Tam points to Babbage and his mechanical computing machine.

The other day I had one of those moments, you know? One of the ladies at work showed up wearing a lovely paisley printed dress, and remarked, over lunch, that she wondered where the pattern came from.

“Well”, I told her, “The pattern is originally called ‘persian pickles’, and came, unremarkably, from persia.

Paisly itself, on the other hand, is in Scotland, and it’s where most of the worlds supply of Paisley was manufactured, both printed and woven. The folks in Paisley were using looms that operated primarily by hand, but if they missed a pull on one of the hundreds of thousands of weaves, the pattern was ruined in a glaring manner. So a frenchman named Jacquard, in conjunction with a guy named Bouchon, who had developed a loom that worked like a player piano, those guys worked together to develop what came to be called a Jacquard Head. The Jacquard head consisted of a device which could read a punched card that told the loom which threads to lift each time.

The “punched jacquard” became the punch card. The idea of the punched card was to take a bucketload of information and put it in a loop that could be repeated without error for ages.
As an aside, a doofus named Ned Ludd invented the term “Sabotage” by convincing fellow textile workers to throw their wooden shoes (sabots) into the looms and stocking machines. He also invented the term “luddite”. “Luddite” I believe, “sabotage” is of questionable origin.

Anyway- a guy named Hollerith looks at the punch cards and thinks, hey, if these can be used to do a complex task over and over again, then why can’t I use them over and over again to do multiple simple jobs? Like tabulating a census.

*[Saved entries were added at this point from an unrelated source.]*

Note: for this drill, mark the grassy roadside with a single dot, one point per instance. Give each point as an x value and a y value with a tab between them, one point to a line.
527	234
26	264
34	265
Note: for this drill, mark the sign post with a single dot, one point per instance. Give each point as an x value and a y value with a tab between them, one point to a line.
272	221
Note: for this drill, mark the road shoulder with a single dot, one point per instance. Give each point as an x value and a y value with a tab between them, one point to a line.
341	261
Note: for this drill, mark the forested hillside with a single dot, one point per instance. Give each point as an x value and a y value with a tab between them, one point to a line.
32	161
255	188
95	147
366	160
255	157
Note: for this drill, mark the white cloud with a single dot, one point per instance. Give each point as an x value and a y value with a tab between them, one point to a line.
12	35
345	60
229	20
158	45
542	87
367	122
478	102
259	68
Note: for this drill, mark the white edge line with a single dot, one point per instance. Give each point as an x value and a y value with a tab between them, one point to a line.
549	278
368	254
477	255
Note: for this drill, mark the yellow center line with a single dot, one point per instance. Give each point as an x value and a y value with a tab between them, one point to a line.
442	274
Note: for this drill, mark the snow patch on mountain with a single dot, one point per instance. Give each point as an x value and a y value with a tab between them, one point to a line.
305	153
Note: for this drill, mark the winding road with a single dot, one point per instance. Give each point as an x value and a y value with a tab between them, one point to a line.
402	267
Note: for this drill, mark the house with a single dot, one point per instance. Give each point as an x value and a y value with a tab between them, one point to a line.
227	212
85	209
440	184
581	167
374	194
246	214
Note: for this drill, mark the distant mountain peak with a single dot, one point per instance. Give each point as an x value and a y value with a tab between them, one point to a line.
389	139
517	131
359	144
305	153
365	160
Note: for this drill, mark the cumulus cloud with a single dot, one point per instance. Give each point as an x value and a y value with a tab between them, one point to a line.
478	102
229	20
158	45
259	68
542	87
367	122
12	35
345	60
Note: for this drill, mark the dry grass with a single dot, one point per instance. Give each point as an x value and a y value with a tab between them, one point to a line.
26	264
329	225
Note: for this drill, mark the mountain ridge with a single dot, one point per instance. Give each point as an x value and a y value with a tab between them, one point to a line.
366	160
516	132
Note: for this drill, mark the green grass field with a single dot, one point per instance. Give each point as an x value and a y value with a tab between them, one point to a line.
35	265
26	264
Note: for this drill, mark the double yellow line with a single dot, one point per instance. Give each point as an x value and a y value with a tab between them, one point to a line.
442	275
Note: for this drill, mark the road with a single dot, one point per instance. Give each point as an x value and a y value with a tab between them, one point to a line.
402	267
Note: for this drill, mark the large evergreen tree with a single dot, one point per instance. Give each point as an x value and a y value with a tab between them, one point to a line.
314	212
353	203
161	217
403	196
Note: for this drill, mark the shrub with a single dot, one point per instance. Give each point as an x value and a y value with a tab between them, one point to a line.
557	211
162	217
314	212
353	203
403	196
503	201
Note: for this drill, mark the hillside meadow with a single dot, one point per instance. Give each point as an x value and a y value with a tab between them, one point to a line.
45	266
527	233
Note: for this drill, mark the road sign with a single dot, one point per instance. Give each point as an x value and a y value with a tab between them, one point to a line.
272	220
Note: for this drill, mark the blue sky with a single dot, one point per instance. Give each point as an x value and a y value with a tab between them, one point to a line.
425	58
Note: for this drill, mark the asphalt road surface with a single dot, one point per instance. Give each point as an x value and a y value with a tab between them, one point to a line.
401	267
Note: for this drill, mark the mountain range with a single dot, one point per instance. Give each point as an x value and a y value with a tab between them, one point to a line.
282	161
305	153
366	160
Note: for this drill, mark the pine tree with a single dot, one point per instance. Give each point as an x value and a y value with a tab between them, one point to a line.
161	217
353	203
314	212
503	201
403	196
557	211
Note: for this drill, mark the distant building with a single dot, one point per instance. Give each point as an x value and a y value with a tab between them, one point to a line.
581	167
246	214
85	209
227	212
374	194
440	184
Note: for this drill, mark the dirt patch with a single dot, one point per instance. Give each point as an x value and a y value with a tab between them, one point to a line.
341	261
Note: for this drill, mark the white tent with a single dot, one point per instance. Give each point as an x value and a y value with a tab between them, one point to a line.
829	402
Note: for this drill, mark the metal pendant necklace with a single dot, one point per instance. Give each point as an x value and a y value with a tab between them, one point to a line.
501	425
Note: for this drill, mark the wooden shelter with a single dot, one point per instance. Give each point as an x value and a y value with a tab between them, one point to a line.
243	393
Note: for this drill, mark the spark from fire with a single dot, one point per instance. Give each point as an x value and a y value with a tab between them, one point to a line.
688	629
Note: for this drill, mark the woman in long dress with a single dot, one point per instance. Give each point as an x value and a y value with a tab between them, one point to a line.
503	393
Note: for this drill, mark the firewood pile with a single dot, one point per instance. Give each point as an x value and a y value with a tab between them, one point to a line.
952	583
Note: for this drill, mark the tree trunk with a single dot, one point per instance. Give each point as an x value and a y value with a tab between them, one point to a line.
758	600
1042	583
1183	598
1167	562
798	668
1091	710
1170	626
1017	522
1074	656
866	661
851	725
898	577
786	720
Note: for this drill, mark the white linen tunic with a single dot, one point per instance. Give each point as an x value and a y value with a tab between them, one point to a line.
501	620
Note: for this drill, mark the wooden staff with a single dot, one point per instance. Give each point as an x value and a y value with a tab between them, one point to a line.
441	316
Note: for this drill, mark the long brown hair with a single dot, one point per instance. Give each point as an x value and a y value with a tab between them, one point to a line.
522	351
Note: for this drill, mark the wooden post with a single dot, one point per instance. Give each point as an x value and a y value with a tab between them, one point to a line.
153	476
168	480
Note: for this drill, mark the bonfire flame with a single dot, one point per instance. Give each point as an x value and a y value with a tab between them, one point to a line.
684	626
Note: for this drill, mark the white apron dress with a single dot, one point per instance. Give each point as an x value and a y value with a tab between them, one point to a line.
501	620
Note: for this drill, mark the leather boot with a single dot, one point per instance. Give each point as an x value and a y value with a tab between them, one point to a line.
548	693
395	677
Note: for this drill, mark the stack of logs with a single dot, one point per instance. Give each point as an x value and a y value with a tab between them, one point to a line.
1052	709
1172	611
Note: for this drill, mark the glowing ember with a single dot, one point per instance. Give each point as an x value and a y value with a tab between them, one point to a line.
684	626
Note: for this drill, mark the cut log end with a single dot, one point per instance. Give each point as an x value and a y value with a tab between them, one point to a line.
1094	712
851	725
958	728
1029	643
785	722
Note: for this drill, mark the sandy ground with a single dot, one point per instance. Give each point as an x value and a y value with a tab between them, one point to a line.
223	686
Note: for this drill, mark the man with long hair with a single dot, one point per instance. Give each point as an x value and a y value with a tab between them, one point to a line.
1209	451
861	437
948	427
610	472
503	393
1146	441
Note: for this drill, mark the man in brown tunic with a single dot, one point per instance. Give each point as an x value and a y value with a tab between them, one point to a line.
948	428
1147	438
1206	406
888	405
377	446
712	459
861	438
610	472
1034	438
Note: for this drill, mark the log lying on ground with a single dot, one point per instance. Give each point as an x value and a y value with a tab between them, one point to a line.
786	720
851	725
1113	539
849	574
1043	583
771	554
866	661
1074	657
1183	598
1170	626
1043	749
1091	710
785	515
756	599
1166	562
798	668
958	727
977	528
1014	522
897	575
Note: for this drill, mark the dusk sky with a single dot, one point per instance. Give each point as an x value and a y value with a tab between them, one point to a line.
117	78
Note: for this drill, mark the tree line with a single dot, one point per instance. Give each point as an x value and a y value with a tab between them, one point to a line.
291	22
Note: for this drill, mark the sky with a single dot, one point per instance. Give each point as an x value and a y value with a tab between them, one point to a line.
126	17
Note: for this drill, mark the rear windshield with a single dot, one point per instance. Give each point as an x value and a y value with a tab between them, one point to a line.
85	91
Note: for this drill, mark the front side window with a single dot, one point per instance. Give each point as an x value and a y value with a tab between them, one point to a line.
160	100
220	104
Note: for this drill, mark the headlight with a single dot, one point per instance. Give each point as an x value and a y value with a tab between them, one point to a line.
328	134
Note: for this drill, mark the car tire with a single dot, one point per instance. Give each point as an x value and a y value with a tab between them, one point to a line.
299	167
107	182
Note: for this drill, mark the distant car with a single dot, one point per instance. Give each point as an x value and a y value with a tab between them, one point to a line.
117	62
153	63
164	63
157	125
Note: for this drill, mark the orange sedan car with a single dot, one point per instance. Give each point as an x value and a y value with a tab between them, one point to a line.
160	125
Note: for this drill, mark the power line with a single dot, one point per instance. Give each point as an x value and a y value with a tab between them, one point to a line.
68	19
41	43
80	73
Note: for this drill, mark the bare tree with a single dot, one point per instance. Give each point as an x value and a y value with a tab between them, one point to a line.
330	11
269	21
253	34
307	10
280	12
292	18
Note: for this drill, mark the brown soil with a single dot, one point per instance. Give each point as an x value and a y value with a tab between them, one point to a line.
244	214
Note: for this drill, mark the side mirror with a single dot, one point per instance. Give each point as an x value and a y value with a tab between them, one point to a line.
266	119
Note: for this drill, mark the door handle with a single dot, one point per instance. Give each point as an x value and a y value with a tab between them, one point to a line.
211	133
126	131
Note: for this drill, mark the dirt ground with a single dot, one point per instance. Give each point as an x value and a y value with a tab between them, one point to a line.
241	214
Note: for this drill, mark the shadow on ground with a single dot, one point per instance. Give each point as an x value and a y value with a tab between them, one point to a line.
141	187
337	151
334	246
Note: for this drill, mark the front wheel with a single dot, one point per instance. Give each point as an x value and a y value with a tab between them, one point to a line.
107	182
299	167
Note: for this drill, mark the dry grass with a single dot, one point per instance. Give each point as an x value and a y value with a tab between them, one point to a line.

So he builds a machine. They have one on display at The Henry Ford in Dearbornistan. He called it a Tabulator, and built them for use by the US Census. And his company, the Computing Tabulating Recording company, adapted the tabulators to do other jobs. IN order to make the processes run smoothly, he developed “Hollerith constants” which any programmer of FORTRAN will remember. The Computing, Tabulating, Recording company eventually became IBM, and up until the time I learned FORTRAN in the late 70’s, you could still find punched cards being used that would be instantly recognized by the operators of Hollerith’s Tabulator.

SO that’s the path from paisly to the personal computer.

My victim audience having long since chewed off a leg and escaped, I was reminiscing to an empty chair and a pile of Target Archer Farms parmesan garlic chips.

Memories, Clarice, are what I have instead of a life.